There will be more unforeseen challenges, and it could undoubtedly have gone quicker if governments were vaguely interested in funding Fusion research properly. But it's not impossible, and at least one of the DEMO reactors is going to work. The level of engineering has risen and the technical risk has fallen. There's a diversity of designs, which improves the odds of finding the sweet spot.

> The technology has not yet reached a sustainable reaction.

Well no duh, you need the first prototype to move beyond short research shots and develop long-lived plasma. This is the sort of thinking that kills progress. This reactor is a planned successor to ITER and MAST. Scientists have spent decades poking nuclei, ITER is the one which will go net-positive, and and now "this is (one of) the one(s) which will produce power (on a part-time basis)". This is a DEMO-class reactor, with most ITER partners developing their own DEMO facility.

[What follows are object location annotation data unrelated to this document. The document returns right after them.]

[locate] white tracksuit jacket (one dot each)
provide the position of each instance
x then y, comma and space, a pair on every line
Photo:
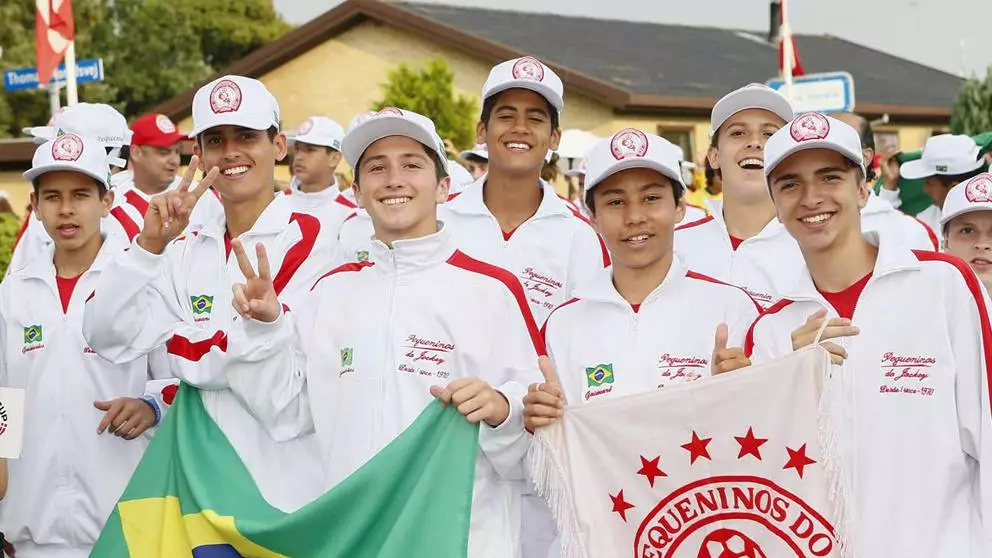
550, 253
911, 402
667, 341
182, 299
68, 478
423, 314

> If by part-time, you mean seconds then yes.

ITER is designed to achieve Q=1 (actually Q>10), with fusion periods of 400-600seconds and ultimate up to 1000s. So multiple minutes.

ITER First Plasma is planned for 2025. The work that has gone into building ITER and MAST Upgrade will inform the design decisions made for this reactor. Research done between now and 2030 will further inform the build process. It's reasonable to expect that after years of work at ITER (and other parallel projects around the world), reactors such as this will not only achieve sustainable fusion, but for many-minutes-to-hours.

> Developing a working prototype might be a better first step.

This is the working prototype. It'll be a research reactor, producing energy onto the grid on a part-time basis.

They've spent enough time with other fusion projects like JET that they reckon they can get a net-positive design running by 2040, and this will be it. They might fail, but that's the theory.

The claim is a design concept by 2024, first plasma by 2040.

So... first plasma by 2060 maybe?